What does autograd of actor_critic.py do?

Hi,

I want to know why [torch.ones(1)] should be the first gradient of autograd.backward in this example https://github.com/pytorch/examples/blob/master/reinforcement_learning/actor_critic.py#L77-L79

final_nodes = [value_loss] + list(map(lambda p: p.action, saved_actions))
gradients = [torch.ones(1)] + [None] * len(saved_actions)
autograd.backward(final_nodes, gradients)

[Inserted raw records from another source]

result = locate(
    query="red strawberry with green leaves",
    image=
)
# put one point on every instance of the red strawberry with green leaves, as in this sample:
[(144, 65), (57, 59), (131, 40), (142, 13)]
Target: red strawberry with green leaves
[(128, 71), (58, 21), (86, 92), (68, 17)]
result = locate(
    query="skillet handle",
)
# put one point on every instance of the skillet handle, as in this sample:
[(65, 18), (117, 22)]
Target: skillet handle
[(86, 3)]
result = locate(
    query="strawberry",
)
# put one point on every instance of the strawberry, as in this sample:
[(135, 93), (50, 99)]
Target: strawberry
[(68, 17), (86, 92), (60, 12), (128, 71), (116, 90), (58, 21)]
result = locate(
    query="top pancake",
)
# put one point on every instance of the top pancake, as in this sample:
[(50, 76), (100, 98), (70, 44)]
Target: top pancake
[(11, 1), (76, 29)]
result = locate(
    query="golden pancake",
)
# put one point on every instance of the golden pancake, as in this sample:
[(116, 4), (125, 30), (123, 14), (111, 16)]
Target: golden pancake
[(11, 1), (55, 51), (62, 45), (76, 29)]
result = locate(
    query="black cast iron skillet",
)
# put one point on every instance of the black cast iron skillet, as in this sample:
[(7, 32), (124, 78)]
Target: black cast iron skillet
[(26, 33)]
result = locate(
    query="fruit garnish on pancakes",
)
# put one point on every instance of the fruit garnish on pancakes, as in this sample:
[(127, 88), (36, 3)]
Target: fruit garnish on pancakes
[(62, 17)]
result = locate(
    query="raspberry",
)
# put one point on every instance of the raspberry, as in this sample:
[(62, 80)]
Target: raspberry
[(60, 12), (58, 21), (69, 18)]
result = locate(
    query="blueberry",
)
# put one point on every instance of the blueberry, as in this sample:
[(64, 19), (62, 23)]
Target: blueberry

I expect that the example of Variable.reinforce is a sugar of Variable.backward like this

SavedAction = namedtuple('SavedAction', ['action', 'value', 'logp'])


def select_action(state):
    state = torch.from_numpy(state).float().unsqueeze(0)
    probs, state_value = model(Variable(state))
    action = probs.multinomial().detach()
    logp = probs.index_select(dim=1, index=action.squeeze(1)).log()
    model.saved_actions.append(SavedAction(action, state_value, logp))
    return action.data


def finish_episode():
    R = 0
    saved_actions = model.saved_actions
    rewards = []
    for r in model.rewards[::-1]:
        R = r + args.gamma * R
        rewards.insert(0, R)
    rewards = torch.Tensor(rewards)
    rewards = (rewards - rewards.mean()) / (rewards.std() + np.finfo(np.float32).eps)
    loss = 0.0
    for (action, value, logp), r in zip(saved_actions, rewards):
        reward = r - value.data[0,0]
        loss += logp * -reward  # NOTE: action.reinforce(reward)
        loss += F.smooth_l1_loss(value, Variable(torch.Tensor([r])))
    optimizer.zero_grad()
    loss.backward()
    optimizer.step()
    del model.rewards[:]
    del model.saved_actions[:]

I confirmed a approx match of their results.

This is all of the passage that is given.